This sheet is about exposure to alcohol in pregnancy and while breastfeeding. This information is based on available published literature. It should not take the place of medical care and advice from your healthcare provider.
What is alcohol?
Alcohol, ethanol, and ethyl alcohol are all names for the ingredient in beer, malt liquor, wine, and spirits (“hard liquor”) that can cause intoxication (including feeling “buzzed” or drunk). Standard servings of beer (12 ounces), malt liquor (8 ounces), wine (5 ounces), and spirits (1.5 ounces) all contain about the same amount of alcohol, although exact amounts can vary. For females, having 8 or more drinks per week is considered heavy drinking (for males, 15 or more drinks per week). Having 4 or more drinks on one occasion (about 2-3 hours) is binge drinking for females (5 or more drinks on one occasion for males).
It is recommended not to drink any amount of alcohol at any time in pregnancy or if you might be pregnant. Alcohol can affect a pregnancy even before a person knows they are pregnant. If a person who is pregnant is using alcohol, it is recommended they stop as soon as possible, no matter how far along they are in their pregnancy. The baby will still benefit from no longer being exposed to alcohol. If you are pregnant or might get pregnant and cannot stop drinking, talk with your healthcare provider as soon as possible. They can go over what resources are available to help you stop.
Is any amount of alcohol okay to drink during pregnancy?
Any amount of alcohol could be harmful to a pregnancy. Alcohol easily crosses the placenta and reaches the developing baby. The chance that a baby will be affected by alcohol can depend on many factors, including genetics, nutrition, and alcohol metabolism (how the body processes alcohol) of both the person who is pregnant and the developing baby. The risks may be different for the same person in different pregnancies.
I drink alcohol. Can it make it harder for me to get pregnant?

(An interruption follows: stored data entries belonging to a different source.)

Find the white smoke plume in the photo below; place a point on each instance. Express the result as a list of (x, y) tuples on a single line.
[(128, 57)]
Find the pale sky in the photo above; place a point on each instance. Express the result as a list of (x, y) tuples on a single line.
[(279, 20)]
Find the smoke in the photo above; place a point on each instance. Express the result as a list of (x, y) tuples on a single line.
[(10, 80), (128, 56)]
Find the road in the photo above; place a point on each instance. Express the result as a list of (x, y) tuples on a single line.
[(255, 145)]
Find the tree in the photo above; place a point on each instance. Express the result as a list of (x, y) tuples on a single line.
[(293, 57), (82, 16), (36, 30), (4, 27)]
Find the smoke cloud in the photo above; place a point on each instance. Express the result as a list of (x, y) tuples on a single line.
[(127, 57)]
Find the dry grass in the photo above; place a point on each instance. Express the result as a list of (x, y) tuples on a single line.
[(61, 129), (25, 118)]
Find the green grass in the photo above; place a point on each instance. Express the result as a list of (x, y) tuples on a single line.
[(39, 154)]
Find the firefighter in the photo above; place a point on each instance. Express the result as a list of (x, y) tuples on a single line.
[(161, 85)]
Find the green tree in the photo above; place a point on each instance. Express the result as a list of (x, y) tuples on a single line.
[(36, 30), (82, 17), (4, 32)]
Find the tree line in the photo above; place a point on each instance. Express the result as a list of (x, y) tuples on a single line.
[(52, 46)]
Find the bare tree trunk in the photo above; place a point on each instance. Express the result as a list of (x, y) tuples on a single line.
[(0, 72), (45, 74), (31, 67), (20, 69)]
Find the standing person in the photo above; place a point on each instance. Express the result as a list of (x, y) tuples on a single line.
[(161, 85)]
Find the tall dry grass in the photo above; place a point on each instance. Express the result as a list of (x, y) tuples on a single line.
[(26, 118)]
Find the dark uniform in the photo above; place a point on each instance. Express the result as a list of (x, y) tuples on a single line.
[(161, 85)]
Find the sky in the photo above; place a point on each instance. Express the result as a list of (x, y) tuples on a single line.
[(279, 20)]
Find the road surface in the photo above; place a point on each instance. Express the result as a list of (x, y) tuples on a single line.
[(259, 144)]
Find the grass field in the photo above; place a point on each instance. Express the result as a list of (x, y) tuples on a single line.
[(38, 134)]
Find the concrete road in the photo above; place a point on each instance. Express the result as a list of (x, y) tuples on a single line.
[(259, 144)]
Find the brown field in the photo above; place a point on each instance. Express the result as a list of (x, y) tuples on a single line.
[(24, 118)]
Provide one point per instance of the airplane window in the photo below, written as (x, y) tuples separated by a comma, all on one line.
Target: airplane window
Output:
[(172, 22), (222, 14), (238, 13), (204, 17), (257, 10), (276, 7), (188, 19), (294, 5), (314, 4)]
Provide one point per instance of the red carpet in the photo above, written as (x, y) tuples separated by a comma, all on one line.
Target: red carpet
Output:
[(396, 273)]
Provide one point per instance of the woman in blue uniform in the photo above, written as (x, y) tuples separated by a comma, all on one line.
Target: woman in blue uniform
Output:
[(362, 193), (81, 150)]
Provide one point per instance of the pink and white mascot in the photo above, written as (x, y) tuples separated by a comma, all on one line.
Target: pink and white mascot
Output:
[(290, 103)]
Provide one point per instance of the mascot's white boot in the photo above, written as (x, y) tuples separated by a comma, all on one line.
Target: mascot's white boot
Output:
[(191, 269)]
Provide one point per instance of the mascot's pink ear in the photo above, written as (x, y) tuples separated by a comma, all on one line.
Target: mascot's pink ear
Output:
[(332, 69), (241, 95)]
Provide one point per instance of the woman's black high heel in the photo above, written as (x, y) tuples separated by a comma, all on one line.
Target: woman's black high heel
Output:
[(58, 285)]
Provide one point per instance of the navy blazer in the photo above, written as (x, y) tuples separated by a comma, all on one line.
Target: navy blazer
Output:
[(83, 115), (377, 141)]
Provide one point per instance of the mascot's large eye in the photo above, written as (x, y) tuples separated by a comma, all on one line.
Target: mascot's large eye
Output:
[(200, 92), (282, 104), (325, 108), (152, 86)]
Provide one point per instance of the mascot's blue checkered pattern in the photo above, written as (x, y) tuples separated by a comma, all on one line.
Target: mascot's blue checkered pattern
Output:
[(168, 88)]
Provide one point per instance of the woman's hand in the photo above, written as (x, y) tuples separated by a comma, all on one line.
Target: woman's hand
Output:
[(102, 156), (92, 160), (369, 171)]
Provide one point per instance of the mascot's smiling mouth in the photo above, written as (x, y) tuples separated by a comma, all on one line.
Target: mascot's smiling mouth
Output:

Some studies have shown an increase in problems with fertility (ability to get pregnant) with heavy alcohol use.
Does drinking alcohol increase the chance of miscarriage?
Miscarriage is common and can occur in any pregnancy for many different reasons. Studies have reported higher rates of miscarriage among those who drink alcohol during pregnancy.
Does drinking alcohol increase the chance of birth defects?
Every pregnancy starts out with a 3-5% chance of having a birth defect. This is called the background risk. Drinking alcohol in pregnancy can cause Fetal Alcohol Spectrum Disorder (FASD). FASD includes a range of effects related to alcohol exposure in pregnancy, from physical birth defects (including defects of the heart, kidneys, and bones) to changes in brain development. These effects can range from mild to severe. Depending on the specific effects or combination of effects, healthcare providers use different terms to describe different kinds of FASD.
The most severe form of FASD is Fetal Alcohol Syndrome (FAS). Children with FAS have a pattern of birth defects that includes specific facial features, a smaller head and body size, and effects on brain development that can cause significant challenges in learning and behavior.
The chances of a baby having FAS/FASD from heavy drinking and binge drinking in pregnancy have been well established. The risks from occasional use of lower amounts of alcohol are less clear.
Does drinking alcohol in pregnancy increase the chance of other pregnancy-related problems?
Studies have reported higher rates of stillbirth among people who drink alcohol during pregnancy. Drinking alcohol may also increase the chance of preterm delivery (delivery before 37 weeks of pregnancy) and cause the baby to grow smaller than expected.
Does drinking alcohol during pregnancy affect future behavior or learning for the child?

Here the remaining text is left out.